We agree that sampling error is a risk in any scientific study, and you have correctly pointed out that random sampling of sufficient size is essential to minimizing the risk of sampling error leading to a false positive or false negative result (so-called “Type I” and “Type II” errors). However, there are two important distinctions here that we would like to stress as to why we chose the sampling strategy that we did.
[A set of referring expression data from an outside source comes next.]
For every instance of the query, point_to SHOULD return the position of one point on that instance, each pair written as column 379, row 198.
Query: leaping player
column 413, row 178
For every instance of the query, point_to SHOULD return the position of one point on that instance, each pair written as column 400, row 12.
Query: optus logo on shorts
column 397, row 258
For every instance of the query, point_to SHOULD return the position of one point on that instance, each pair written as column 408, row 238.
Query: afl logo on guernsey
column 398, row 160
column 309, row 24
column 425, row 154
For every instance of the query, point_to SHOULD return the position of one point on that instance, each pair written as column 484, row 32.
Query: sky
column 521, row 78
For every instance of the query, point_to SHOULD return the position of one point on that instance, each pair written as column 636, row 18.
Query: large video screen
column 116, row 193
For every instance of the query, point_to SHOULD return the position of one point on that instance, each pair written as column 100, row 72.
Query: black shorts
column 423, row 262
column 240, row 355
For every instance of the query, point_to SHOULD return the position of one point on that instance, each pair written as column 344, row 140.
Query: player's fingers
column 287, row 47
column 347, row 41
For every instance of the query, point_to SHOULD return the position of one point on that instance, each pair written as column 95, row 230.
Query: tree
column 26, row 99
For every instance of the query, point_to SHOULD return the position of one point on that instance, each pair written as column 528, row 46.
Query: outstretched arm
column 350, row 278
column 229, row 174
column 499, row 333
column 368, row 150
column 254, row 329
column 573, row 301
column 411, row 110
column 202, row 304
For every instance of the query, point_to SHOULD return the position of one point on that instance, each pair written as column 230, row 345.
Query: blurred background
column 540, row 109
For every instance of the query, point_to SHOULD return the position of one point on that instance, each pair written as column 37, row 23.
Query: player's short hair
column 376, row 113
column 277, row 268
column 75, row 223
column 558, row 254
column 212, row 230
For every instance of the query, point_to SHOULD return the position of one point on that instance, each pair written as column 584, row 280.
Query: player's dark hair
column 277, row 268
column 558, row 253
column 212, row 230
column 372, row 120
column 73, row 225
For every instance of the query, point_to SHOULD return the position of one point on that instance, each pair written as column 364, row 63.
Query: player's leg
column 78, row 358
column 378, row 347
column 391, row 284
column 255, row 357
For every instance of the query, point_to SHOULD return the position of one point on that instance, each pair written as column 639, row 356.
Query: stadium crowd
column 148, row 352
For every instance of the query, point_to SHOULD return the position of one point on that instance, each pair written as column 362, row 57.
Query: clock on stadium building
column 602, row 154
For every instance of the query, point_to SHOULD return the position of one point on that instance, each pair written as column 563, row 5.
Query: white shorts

First, at the product level – while you make a valid point that sampling repeatedly from different batches for an individual product would result in a more accurate representation of the “true” contaminant level of a single product this, in our opinion, misses important quality and supplier assurance implications of our results. If these companies, as many of them have repeatedly assured us, are conducting rigorous supplier assurance and quality assurance programs, single “fluke” high values should be exceedingly rare. While sample variability does occur, a robust quality program should severely limit the variability (and the levels of these contaminants). This is particularly important given that there is no maximum tolerance level for these contaminants in the pet food space. As a side note, the argument that “the product is only loaded with known carcinogens occasionally” doesn’t reassure us very much. Consider the analogy of food borne pathogens like salmonella, e.coli, or listeria – certainly there is variability as to how much of these bacteria are present in raw ingredients, but rigorous quality assurance programs or kill steps bring the variability in finished products to almost zero. This is why the presence of these bacteria cause headlines when they occur in finished foods – we have systems in place that should prevent them. This is not the case for the contaminants we measure in the pet food space—but it should be. All brands, regardless of their score, should be vigilant regarding these contaminants and should take proactive steps to improve the status of the industry.
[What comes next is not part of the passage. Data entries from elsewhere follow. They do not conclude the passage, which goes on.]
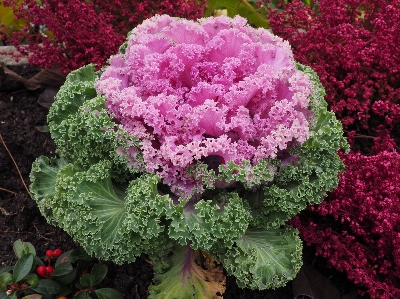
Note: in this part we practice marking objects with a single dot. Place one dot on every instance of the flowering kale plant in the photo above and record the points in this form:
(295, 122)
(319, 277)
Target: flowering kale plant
(194, 146)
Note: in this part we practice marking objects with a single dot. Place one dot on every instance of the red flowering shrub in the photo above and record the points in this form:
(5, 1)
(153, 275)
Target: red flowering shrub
(357, 229)
(88, 31)
(351, 44)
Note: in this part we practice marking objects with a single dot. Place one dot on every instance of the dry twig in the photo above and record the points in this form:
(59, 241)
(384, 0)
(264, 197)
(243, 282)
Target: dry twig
(20, 175)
Second, at the brand level: It is important to note that decisions about a brand (for example, the brand report cards released September 18, 2017) are not based off single product ratings, instead they are based on the average performance of multiple products within a brand. When data is aggregated across a group, the “true” value being estimated is that of the brand, not the product. As such, when we give the “thumbs up” or “thumbs down” to a brand, this is based on the weight of evidence from multiple products. This means that our brand ratings, and the conclusions we draw about the performance of brands, are arguably the least likely to be impacted by sampling error.
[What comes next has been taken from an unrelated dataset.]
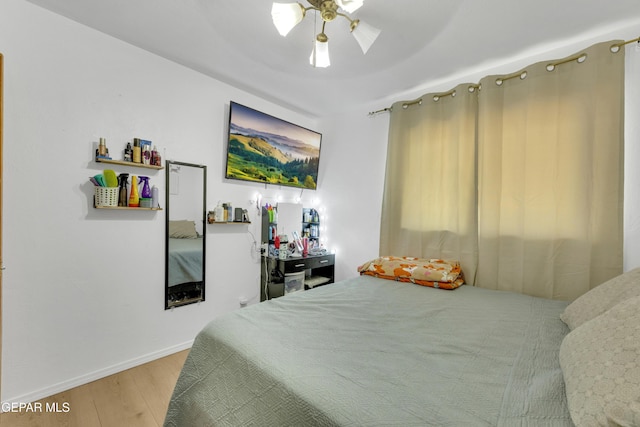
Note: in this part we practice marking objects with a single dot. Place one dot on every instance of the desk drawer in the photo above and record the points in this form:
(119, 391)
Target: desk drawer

For us at Clean Label Project, we refer to ourselves as the environmental and industrial contaminant and toxin people. That’s who we are, the mission we hold, and the conversation we are looking to have with consumers. To us, so often we hear about food safety issues happening at burrito restaurants and cruise ships (e.coli, listeria, salmonella, etc.), but what people don’t talk about is the long term adverse health effects associated with chronic exposure to industrial and environmental toxins and contaminants with links to diseases like cancer- for ALL living things. To us, first, it’s do no harm, start with high quality – not harmful ingredients – and then dive into how to formulate the most nutritious foods. This should not be a novel concept.
To us at Clean Label Project, there is no such thing as healthy poison.